Desidero ricevere informazioni tecniche riferibili alla differenza tra il lamellare in abete da trattarsi a mano e il lamellare in pino trattato in autoclave


ROBERTO BELLINZAS, RM (Costruttore tetti/strutture in legno: DIPENDENTE AZIENDA): Desidero ricevere informazioni tecniche riferibili alla differenza tra il lamellare in abete da trattarsi a mano e il lamellare in pino trattato in autoclave. Poiche' sono in procinto di realizzare una tettoia da destinare ad impianto fotovoltaico e la campata degli archerecci potrebbe raggiungere i 6,40 m devo scegliere tra due installatori che propongono pero' i due diversi materiali. Credo potrebbe essere superiore il pino, per il semplice fatto che il trattamento in autoclave garantirebbe una piu' lunga durata consentendomi di evitare una assidua manutenzione. E' da considerare che la tettoia non sara' chiusa e quindi rimarra' esposta alle intemperie.

12.05.2010 | Nr.: 3407

Categoria: Durabilità, Specie legnose
Parole chiavi: specie legnosa, durabilità, trattamenti

Risposta

In generale è tradizionalmente accettato che il pino sia più facilmente impregnabile dell’Abete rosso: per esempio l’Holzlexikon (DRW-Verlag Stoccarda 1988) definisce per niente (kaum) impregnabile l’Abete rosso, mentre per il Pino silvestre riporta facile impregnabilità per l’alburno e limitata (mässig) impregnabiltà per il durame.

La norma "UNI EN350-2 Durabilità del legno e dei prodotti a base di legno. Durabilità naturale del legno massiccio", colloca il durame di entrambe le specie nelle classi 3 (poco impregnabile: un trattamento a pressione da 3 a 4 ore permette solo una penetrazione laterale compresa tra 3 mm e 6 mm) e 4 (non impregnabile:  scarsa quantità di preservante assorbita anche dopo 3, 4 ore di trattamento a pressione; penetrazione laterale e longitudinale minima), mentre per l’alburno quello di Pino silvestre è considerato in classe 1 (impregnabile) e quello dell’Abete rosso è in classe 3 (anche se questa caratteristica è molto variabile).

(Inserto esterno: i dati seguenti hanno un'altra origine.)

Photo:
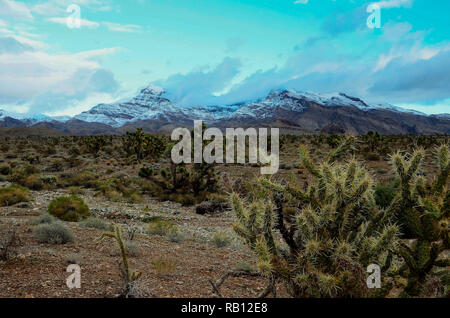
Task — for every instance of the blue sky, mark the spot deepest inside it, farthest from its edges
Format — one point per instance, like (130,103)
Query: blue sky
(221,51)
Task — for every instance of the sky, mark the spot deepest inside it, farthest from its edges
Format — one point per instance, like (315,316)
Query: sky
(220,52)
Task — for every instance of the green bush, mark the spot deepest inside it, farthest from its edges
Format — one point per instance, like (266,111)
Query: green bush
(95,223)
(33,182)
(385,193)
(146,172)
(161,227)
(54,233)
(221,239)
(5,170)
(13,195)
(71,209)
(43,219)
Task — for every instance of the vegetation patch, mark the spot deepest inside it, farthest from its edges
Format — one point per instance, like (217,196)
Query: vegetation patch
(70,209)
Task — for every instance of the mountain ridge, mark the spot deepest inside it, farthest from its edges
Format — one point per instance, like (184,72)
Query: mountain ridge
(289,109)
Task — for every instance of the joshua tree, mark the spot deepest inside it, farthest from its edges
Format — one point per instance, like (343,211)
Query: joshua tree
(130,277)
(422,208)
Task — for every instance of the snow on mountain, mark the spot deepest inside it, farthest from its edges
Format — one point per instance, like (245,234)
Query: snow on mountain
(152,104)
(32,119)
(149,104)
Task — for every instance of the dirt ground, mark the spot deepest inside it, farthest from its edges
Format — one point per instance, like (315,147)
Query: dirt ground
(39,270)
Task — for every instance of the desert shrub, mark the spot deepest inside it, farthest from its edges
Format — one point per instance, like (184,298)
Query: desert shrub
(9,241)
(71,209)
(33,182)
(372,156)
(132,248)
(146,172)
(54,233)
(176,236)
(74,259)
(75,191)
(83,179)
(143,145)
(162,227)
(385,193)
(163,267)
(221,239)
(244,267)
(129,277)
(49,180)
(19,175)
(5,170)
(32,159)
(95,223)
(13,195)
(43,219)
(422,208)
(323,247)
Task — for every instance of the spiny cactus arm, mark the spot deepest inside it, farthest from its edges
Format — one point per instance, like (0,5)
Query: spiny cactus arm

Che il lamellare di abete “vada” trattato a mano è una  assunzione arbitraria, casomai (si veda sopra) anche un trattamento energico a pressione non sortisce risultati significativi quanto a penetrazione.

Esistono comunque in commercio elementi lamellari impregnati sia di pino che di abete: in genere i primi sono diffusi sui mercati anglosassoni e americani, i secondi su quelli centro- e nord europei.

Quanto all’esposizione alle intemperie, il caso descritto è, nella peggiore delle ipotesi, riconducibile alla classe di utilizzo 2 (secondo la norma UNI EN 335-1), se, come sembra, le strutture sono sotto una copertura che evita l’esposizione diretta all’acqua meteorica, e non sono a contatto col suolo. Quindi la durabilità naturale di entrambe le specie è sufficiente contro gli attacchi fungini. Per quanto riguarda gli attacchi di insetti l’alburno dell’Abete rosso non è naturalmente durabile. Va comunque ricordato che la regolarità della superficie delle travi lamellari di Abete rosso non è favorevole all’ovodeposizione da parte del capricorno delle case, che in genere depone le uova in fessurazioni o cavità (anche se è possibile che le uova vengano deposte sulla superficie).